Spriestersbach argues the Panel Examiners' letters contained similar statements to those that he made to Dr. Garrett, including denying that he was the person named in the court orders about Thomas Castleberry and stating that he was not on O'ahu during the time of Thomas Castleberry's offenses. [Spriestersbach CSOF at ¶ 17 (some citations omitted) (citing Washington Decl., Exh. 12 (Panel Examiners' Letters, dkt. no. 488-16) at PageID.12005 (page 4 of Dr. Tisza's 8/31/17 letter), PageID.11999 (page 5 of Dr. Vargo's 8/30/17 letter).]

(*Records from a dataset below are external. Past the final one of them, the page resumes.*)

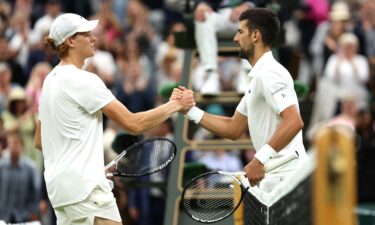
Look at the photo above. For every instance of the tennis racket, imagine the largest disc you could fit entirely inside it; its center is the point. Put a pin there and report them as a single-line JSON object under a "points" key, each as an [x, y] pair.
{"points": [[213, 196], [143, 158]]}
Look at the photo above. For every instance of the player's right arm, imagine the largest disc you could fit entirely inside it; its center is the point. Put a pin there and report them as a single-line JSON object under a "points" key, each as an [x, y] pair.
{"points": [[137, 123]]}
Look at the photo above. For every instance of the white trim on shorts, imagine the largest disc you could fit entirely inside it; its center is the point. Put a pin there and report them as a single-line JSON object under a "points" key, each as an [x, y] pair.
{"points": [[98, 204]]}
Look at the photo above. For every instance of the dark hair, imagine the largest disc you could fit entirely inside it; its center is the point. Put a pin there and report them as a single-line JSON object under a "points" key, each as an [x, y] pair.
{"points": [[61, 50], [264, 20]]}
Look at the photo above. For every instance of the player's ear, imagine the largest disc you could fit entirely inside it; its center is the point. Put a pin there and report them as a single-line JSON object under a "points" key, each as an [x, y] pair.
{"points": [[256, 35]]}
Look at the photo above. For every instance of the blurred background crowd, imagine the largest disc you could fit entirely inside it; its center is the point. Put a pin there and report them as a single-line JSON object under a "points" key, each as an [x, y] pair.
{"points": [[327, 45]]}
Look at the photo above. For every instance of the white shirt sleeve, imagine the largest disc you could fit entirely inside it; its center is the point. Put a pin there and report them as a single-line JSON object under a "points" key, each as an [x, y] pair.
{"points": [[242, 107], [94, 96], [278, 93]]}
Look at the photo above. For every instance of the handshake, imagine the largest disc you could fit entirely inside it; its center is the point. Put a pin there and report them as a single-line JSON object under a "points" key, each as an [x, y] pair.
{"points": [[184, 98]]}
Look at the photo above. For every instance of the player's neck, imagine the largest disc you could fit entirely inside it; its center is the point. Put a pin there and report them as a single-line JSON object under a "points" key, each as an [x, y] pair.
{"points": [[70, 60], [258, 53]]}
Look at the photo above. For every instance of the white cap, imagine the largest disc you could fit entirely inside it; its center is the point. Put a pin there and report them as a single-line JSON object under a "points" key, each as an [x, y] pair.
{"points": [[339, 11], [66, 25]]}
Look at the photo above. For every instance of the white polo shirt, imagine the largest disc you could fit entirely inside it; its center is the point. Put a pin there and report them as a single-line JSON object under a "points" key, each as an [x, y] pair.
{"points": [[271, 90], [72, 133]]}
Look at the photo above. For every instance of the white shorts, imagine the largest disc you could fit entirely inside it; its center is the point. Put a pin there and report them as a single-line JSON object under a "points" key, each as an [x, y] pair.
{"points": [[98, 204]]}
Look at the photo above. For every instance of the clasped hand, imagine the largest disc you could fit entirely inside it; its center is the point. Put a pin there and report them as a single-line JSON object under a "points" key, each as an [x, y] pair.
{"points": [[184, 97]]}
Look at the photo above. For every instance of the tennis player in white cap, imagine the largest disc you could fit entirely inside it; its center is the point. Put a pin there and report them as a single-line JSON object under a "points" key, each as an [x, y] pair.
{"points": [[70, 127]]}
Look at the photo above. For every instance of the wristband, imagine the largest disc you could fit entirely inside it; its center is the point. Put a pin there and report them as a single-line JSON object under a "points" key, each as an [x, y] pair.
{"points": [[265, 154], [195, 114]]}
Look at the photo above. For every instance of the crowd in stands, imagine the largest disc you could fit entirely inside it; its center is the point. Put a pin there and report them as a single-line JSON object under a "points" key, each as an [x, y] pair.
{"points": [[328, 45]]}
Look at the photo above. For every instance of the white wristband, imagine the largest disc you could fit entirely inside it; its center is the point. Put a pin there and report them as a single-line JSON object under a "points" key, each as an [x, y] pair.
{"points": [[265, 154], [195, 114]]}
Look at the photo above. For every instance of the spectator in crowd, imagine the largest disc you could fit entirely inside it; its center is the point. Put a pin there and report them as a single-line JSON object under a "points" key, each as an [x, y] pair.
{"points": [[325, 39], [19, 42], [18, 116], [147, 205], [346, 70], [5, 84], [7, 56], [169, 58], [19, 189]]}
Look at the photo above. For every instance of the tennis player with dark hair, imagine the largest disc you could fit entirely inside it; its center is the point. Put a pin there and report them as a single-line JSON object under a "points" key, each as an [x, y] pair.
{"points": [[70, 127], [269, 108]]}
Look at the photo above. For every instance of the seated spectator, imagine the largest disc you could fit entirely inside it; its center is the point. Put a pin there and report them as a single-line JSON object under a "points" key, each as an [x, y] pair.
{"points": [[19, 189], [18, 117]]}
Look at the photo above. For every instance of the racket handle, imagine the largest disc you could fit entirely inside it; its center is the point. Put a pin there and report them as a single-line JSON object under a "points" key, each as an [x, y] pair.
{"points": [[280, 161]]}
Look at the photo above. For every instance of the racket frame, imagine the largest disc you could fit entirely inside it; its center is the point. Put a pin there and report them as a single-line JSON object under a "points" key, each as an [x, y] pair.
{"points": [[268, 168], [136, 145], [232, 174]]}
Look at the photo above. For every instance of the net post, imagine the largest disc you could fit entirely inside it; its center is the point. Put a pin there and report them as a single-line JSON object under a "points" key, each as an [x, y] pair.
{"points": [[334, 178]]}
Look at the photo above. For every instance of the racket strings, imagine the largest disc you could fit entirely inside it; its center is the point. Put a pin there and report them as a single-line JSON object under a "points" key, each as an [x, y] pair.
{"points": [[146, 158], [212, 197]]}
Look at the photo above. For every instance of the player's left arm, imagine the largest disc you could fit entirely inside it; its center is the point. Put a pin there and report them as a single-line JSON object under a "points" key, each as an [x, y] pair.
{"points": [[37, 137], [291, 123]]}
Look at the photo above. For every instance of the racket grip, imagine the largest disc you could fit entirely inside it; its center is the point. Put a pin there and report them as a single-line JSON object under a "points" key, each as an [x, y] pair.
{"points": [[280, 161]]}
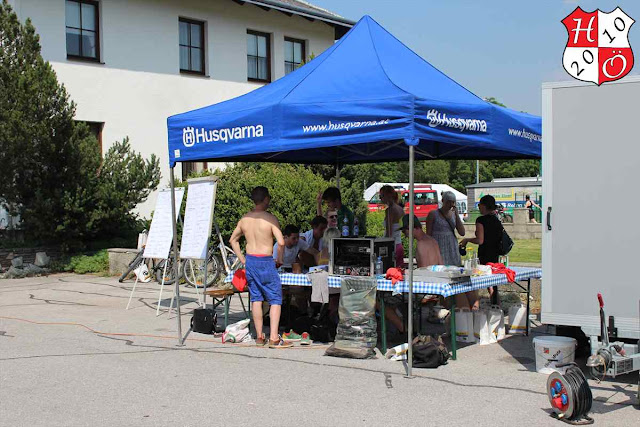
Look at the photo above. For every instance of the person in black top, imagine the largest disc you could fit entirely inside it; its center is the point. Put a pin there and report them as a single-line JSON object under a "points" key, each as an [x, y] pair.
{"points": [[488, 237]]}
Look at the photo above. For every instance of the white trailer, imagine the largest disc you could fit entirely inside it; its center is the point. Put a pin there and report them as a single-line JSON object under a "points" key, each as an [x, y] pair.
{"points": [[591, 236]]}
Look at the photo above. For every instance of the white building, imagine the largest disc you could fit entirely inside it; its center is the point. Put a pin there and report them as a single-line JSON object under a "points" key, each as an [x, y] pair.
{"points": [[130, 64]]}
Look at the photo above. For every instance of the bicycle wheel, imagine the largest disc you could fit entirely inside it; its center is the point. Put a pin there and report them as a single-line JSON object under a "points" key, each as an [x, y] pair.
{"points": [[159, 270], [232, 260], [132, 266], [193, 271]]}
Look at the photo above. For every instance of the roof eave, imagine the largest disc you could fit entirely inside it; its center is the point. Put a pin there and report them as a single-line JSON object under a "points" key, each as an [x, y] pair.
{"points": [[344, 24]]}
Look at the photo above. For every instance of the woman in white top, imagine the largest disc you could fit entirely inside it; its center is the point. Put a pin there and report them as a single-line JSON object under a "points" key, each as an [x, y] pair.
{"points": [[392, 218]]}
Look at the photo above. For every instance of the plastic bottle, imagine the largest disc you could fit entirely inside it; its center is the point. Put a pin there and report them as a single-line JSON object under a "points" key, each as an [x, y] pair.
{"points": [[379, 266], [345, 227]]}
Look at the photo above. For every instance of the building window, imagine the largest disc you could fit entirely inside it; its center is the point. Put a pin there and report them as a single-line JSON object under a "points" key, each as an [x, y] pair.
{"points": [[293, 54], [258, 56], [191, 46], [83, 35]]}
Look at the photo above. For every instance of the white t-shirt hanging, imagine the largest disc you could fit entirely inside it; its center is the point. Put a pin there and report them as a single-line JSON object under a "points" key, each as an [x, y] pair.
{"points": [[290, 254], [308, 236]]}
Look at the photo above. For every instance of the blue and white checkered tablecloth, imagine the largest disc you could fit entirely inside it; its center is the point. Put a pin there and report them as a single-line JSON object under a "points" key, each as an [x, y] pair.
{"points": [[444, 289]]}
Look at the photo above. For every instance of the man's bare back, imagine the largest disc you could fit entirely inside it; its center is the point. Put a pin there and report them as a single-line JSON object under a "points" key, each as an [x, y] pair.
{"points": [[259, 229], [428, 251]]}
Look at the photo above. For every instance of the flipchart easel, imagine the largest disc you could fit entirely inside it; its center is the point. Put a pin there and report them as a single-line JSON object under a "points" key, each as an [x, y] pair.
{"points": [[161, 234], [196, 230]]}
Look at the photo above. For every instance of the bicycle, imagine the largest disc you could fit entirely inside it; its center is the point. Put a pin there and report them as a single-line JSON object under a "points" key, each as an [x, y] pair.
{"points": [[156, 269], [221, 261]]}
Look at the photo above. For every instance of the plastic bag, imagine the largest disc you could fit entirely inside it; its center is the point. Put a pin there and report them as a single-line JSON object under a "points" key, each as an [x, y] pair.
{"points": [[356, 333], [496, 324], [142, 272], [518, 319], [481, 330], [464, 326]]}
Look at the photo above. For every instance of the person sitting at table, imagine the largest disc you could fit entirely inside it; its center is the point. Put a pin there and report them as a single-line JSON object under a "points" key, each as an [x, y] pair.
{"points": [[332, 218], [323, 256], [428, 253], [392, 217], [313, 237], [293, 245], [333, 198], [488, 237]]}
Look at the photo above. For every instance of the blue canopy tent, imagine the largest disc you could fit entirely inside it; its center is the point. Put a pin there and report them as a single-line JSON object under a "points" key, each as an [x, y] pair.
{"points": [[368, 98]]}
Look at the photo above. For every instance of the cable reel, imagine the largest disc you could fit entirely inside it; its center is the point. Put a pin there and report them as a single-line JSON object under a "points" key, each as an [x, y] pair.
{"points": [[570, 395]]}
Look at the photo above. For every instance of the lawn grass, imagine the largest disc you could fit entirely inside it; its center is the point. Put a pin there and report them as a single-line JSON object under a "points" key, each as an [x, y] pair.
{"points": [[528, 251]]}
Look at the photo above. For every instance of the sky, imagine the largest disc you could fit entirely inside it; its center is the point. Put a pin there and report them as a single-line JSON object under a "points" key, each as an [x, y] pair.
{"points": [[499, 48]]}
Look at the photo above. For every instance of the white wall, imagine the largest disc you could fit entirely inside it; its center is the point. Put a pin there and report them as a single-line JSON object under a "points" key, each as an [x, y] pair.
{"points": [[138, 84]]}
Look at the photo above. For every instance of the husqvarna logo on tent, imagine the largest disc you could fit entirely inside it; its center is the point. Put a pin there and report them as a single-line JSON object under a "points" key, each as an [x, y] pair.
{"points": [[437, 119], [188, 137], [192, 136], [598, 48]]}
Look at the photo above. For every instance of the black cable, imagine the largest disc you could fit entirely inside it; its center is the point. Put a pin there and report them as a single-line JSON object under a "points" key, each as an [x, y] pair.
{"points": [[582, 397]]}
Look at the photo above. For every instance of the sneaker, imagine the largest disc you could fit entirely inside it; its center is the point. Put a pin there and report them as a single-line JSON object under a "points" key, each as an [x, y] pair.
{"points": [[279, 343], [305, 340], [261, 341], [291, 336]]}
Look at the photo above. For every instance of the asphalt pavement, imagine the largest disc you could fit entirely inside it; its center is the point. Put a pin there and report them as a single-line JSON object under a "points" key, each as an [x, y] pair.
{"points": [[71, 355]]}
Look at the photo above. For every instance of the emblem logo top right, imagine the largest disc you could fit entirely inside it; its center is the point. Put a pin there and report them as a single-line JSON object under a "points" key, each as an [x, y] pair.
{"points": [[598, 48]]}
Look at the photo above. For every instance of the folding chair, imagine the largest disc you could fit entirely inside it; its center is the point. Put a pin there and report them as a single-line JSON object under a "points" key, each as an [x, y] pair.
{"points": [[223, 296]]}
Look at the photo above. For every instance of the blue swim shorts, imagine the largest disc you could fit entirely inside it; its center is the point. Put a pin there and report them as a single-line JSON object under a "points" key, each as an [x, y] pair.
{"points": [[263, 280]]}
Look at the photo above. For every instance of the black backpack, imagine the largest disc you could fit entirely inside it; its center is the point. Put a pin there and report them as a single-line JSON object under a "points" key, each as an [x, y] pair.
{"points": [[429, 353], [204, 321]]}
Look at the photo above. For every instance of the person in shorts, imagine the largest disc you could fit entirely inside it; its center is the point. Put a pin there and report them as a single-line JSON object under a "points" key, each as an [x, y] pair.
{"points": [[260, 228]]}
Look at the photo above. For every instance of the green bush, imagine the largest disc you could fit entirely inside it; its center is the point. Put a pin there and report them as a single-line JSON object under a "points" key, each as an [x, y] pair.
{"points": [[375, 225], [293, 190], [83, 264]]}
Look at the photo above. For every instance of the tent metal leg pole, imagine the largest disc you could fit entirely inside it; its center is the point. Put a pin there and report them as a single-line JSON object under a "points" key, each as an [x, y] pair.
{"points": [[175, 254], [454, 336], [410, 269]]}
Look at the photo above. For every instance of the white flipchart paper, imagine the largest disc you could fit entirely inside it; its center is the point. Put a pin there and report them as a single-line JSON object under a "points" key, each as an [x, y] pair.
{"points": [[161, 231], [198, 219]]}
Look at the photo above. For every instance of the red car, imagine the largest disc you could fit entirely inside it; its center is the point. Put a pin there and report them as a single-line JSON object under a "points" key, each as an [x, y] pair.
{"points": [[425, 200], [376, 205]]}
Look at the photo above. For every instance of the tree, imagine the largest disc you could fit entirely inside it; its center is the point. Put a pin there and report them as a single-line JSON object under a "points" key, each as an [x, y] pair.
{"points": [[293, 191], [52, 173], [45, 156]]}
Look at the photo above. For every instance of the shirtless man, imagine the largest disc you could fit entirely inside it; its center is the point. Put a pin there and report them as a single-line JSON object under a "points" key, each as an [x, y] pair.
{"points": [[259, 228], [427, 249]]}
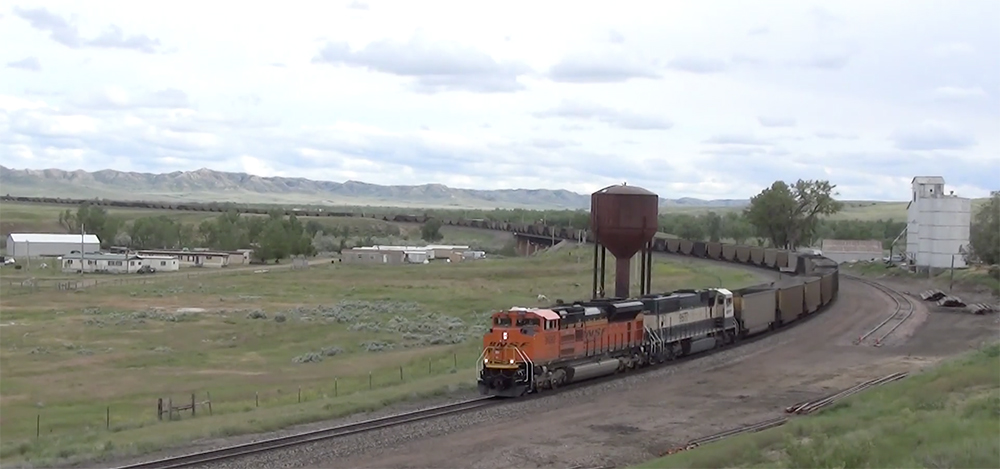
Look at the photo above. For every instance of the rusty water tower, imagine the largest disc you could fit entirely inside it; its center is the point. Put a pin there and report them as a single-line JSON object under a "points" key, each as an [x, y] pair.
{"points": [[624, 220]]}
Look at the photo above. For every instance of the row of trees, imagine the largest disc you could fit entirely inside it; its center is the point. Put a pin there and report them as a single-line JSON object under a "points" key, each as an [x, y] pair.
{"points": [[782, 215], [272, 237]]}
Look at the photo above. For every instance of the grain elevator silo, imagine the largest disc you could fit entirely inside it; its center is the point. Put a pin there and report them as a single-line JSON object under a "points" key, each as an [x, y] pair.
{"points": [[938, 224]]}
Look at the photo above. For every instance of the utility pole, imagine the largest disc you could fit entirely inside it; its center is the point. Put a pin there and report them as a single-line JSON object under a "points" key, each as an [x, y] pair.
{"points": [[82, 248]]}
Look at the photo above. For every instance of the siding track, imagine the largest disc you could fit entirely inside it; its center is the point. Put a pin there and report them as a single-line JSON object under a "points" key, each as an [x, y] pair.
{"points": [[903, 310]]}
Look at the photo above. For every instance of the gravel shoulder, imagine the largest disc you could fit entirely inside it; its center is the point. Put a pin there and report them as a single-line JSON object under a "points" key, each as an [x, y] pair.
{"points": [[638, 417]]}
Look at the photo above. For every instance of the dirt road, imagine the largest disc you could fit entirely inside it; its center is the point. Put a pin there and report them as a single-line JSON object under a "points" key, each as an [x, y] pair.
{"points": [[639, 417]]}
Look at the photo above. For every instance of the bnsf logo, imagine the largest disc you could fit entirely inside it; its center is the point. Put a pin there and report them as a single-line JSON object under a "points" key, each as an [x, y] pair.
{"points": [[508, 344]]}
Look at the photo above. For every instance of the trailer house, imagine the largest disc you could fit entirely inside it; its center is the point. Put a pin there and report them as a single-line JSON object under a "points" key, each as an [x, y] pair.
{"points": [[98, 262]]}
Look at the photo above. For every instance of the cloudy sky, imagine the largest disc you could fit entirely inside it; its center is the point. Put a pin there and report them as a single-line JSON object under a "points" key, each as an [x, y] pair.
{"points": [[690, 99]]}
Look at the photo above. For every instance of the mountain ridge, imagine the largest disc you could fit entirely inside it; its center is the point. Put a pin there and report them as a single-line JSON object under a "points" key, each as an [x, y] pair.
{"points": [[197, 185]]}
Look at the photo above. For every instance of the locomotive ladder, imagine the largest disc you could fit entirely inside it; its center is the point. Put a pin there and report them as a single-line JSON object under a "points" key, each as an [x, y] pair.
{"points": [[529, 368], [656, 342]]}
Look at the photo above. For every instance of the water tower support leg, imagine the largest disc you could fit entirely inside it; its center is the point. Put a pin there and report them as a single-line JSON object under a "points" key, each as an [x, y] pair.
{"points": [[649, 267], [593, 291], [642, 270], [604, 256]]}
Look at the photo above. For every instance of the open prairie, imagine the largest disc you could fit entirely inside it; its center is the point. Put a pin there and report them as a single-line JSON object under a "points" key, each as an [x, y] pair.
{"points": [[82, 370]]}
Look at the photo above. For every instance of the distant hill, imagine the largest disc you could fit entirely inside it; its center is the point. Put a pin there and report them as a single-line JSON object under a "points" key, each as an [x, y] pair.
{"points": [[206, 185]]}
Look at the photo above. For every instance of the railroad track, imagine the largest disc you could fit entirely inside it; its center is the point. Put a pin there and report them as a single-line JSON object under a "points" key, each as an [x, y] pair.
{"points": [[754, 427], [232, 452], [801, 408], [808, 407], [903, 310]]}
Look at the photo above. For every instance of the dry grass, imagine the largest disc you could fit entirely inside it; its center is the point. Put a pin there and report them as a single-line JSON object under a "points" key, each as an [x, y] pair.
{"points": [[69, 356]]}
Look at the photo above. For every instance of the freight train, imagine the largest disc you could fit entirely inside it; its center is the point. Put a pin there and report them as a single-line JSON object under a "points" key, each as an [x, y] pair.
{"points": [[529, 350]]}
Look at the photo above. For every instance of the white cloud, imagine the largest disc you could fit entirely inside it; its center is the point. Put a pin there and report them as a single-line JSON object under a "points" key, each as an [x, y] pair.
{"points": [[684, 98]]}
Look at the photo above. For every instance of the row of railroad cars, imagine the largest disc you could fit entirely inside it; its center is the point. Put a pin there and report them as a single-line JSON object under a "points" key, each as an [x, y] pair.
{"points": [[529, 350]]}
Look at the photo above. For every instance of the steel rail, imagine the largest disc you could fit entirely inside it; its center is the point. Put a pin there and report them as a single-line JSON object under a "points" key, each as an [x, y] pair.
{"points": [[231, 452], [895, 296], [808, 407]]}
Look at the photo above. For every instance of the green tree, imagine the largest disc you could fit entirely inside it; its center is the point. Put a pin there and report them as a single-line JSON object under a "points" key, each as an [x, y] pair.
{"points": [[788, 215], [984, 236], [431, 231], [159, 232], [94, 219], [713, 226]]}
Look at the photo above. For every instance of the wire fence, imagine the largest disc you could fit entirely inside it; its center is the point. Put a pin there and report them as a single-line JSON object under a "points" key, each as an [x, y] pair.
{"points": [[190, 404]]}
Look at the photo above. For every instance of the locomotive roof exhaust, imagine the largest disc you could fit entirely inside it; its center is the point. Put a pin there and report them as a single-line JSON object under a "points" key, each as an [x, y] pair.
{"points": [[624, 220]]}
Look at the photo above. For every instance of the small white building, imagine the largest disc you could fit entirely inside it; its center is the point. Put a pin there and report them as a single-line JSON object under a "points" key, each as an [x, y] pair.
{"points": [[414, 256], [22, 245], [160, 263], [849, 250], [937, 225], [99, 262]]}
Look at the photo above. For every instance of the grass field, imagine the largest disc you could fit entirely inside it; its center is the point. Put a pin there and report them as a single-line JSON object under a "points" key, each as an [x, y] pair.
{"points": [[68, 358], [42, 217], [948, 416]]}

According to Spriestersbach, Dr. Garrett knew that he repeatedly denied prior drug use and denied being in the HOPE probation program. [Id. at ¶ 18 (some citations omitted) (citing Washington Decl., Exh. 4 (redacted HSH records, dkt. no. 488-5) at PageID.11649 (Dr. Garrett's Weekly Psychiatric Progress Notes, dated 12/6/19), PageID.11650 & PageID.11651 (pages 1 & 3 of 12/4/19 RPR), PageID.11664 (page 1 of 8/5/19 RPR), PageID.11675 (page 1 of 11/5/18 RPR), PageID.11695 (page 1 of 1/10/18 RPR), PageID.11707 (page 3 of 11/9/17 RPR), PageID.11725 (HSH Progress Notes, Admission Note dated 9/8/17); Washington Decl., Exh. 12 (Panel Examiners' Letters, dkt. no. 488-16) at PageID.12004 (page 3 of Dr. Tisza's 8/31/17 letter)).]
Spriestersbach also argues his HSH records from prior admissions there in 2009 and 2012 showed no indication of cocaine use, nor any other substance use or disorder. [Id. at ¶ 19 (some citations omitted) (citing Washington Decl., Exh. 4 (redacted HSH records, dkt. no. 488-5) at PageID.11756 (Urine Drug Screen and Report, dated 5/13/09), PageID.11755 (page 3 of Discharge Summary, dated 7/20/09)).]
Spriestersbach argues that, during the period in question, Dr. Garrett diagnosed him with cocaine use disorder based on the 2006 charges against Thomas Castleberry, and Dr. Garrett's team prescribed interventions based on that diagnosis. [Id. at ¶ 20 (some citations omitted) (citing Washington Decl., Exh. 4 (redacted HSH records, dkt. no. 488-5) at PageID.11634 (page 1 of 1/2/20 RPR), PageID.11724 (page 1 of 9/15/17 RPR), PageID.11718 (page 5 of 10/9/17 RPR), PageID.11697 (page 5 of 12/13/17 RPR)).]
Spriestersbach argues that, as early as his admission on September 11, 2017 and Dr. Garrett's initial assessment on November 3, 2017, his statements about his misidentification were clearly expressed and should have been credited. [Id. at ¶¶ 22-23 (some citations omitted) (citing Washington Decl., Exh. 4 (redacted HSH records, dkt. no. 488-5) at PageID.11734 (page 2 of Psychological Admission Assessment, dated 9/12/17, noting: “Mr. Castleberry's thought processes appeared logical throughout the interview.”; “He denied a history of alcohol or substance abuse in the past.”; “Mr. Castleberry's strengths are that he has been able to become calm and cooperative while in the hospital and has been compliant with medication. He has been able to express himself adequately.” (emphasis omitted)), PageID.11713 (Dr. Garrett's Weekly Psychiatric Progress Note, dated 11/3/17, noting he “interacts appropriately when engaged” and noting “his report that he was never on probation or parole”), PageID.11716 (page 1 of the 10/9/17 RPR, noting Mr. Castleberry “has been able to express himself adequately” and “appears to be of above average intelligence”)).]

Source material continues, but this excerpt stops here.